Of course, your e-mail got to you colleague's desk at the end. To some, that would be the only thing that matters. But the more inquisitive among us will ask: why did it have to travel via Tallahassee, Bangkok, Kiev and Pretoria to get there?


But first we should ask: What is galut? If we understood what galut is, perhaps we'll also understand why we got there the way that we did.

True achievement is possible only under conditions of absolute freedom. A person must be in full control of his or her life, free of any and all constraints and hindrances. But being "in control" breeds complacency and spiritual laziness; only when challenged and oppressed, only when compelled to resist and battle "overpowering" circumstances, does the human being rise to and actualize his or her true potential.

This is the paradox of galut. For galut to work it must be real — we must experience external forces, alien to our nature and mission in life, constricting us, challenging us, forcing us to draw on our deepest reserves of fortitude and commitment. But for galut to work it must be fake. We must be free in essence, however enslaving the "experience" of galut may be.

And so it was when galut began, with the "oppression" of Israel's children by Egypt's ruler.
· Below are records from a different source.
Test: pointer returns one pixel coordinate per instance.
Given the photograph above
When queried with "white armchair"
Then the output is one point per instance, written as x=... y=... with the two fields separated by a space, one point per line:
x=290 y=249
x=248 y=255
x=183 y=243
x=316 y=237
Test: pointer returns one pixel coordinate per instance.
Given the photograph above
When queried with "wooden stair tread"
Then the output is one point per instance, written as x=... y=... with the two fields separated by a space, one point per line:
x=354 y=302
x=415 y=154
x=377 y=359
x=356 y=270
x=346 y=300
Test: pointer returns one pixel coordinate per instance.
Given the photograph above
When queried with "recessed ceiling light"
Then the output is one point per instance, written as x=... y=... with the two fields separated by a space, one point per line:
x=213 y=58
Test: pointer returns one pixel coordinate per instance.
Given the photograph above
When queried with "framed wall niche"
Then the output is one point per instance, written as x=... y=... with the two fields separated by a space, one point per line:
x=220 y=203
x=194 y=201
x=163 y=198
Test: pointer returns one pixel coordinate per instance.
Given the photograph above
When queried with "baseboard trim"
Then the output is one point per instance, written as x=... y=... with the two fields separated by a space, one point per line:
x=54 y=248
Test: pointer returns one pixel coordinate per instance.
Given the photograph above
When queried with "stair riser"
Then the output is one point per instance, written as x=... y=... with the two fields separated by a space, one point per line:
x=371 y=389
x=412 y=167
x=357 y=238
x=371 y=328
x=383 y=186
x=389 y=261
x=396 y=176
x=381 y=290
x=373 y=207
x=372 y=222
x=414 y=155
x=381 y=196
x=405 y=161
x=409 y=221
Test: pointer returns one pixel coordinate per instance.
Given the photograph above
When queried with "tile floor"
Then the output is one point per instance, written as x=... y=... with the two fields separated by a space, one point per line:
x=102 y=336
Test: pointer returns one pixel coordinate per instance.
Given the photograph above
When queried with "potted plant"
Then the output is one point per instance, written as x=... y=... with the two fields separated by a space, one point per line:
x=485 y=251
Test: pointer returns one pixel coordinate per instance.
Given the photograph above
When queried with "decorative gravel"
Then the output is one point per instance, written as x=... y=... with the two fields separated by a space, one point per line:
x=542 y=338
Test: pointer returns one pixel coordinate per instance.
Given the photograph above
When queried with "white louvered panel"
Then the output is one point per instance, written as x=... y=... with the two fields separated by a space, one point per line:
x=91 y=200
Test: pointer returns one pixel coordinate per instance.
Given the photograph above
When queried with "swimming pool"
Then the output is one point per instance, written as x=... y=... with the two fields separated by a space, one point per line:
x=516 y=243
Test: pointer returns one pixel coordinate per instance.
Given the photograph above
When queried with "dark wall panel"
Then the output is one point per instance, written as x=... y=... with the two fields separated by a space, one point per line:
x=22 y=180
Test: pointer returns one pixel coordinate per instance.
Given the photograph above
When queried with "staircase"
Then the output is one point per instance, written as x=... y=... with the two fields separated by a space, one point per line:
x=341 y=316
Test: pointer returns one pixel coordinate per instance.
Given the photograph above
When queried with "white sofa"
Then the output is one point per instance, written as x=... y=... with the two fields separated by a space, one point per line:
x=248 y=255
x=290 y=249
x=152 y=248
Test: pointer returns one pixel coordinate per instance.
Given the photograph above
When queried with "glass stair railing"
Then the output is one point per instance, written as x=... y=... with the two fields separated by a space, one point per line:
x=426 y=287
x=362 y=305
As the brothers stood before Joseph, they experienced the walls of Egyptian power closing in on them, depriving them of their freedom, making them dependent upon it for their very sustenance, challenging their most basic loyalties to each other. At the same time, a truth hovered just beyond the surface reality — the truth that it's all a sham, a sham of their own making, in which at any moment the mask will fall and the "ruler of Egypt" be revealed as their own flesh and blood.

And so it is with the daily challenges we face as a people and as individuals. These are very real — real in that they exact from us the very best that's in us. At the same time they are utterly fake — contrivances of our own making, projections of our own illusions, shadows of our own light. We need only stand up to them with the confidence of our inherent power and freedom, and the mask will invariably fall away.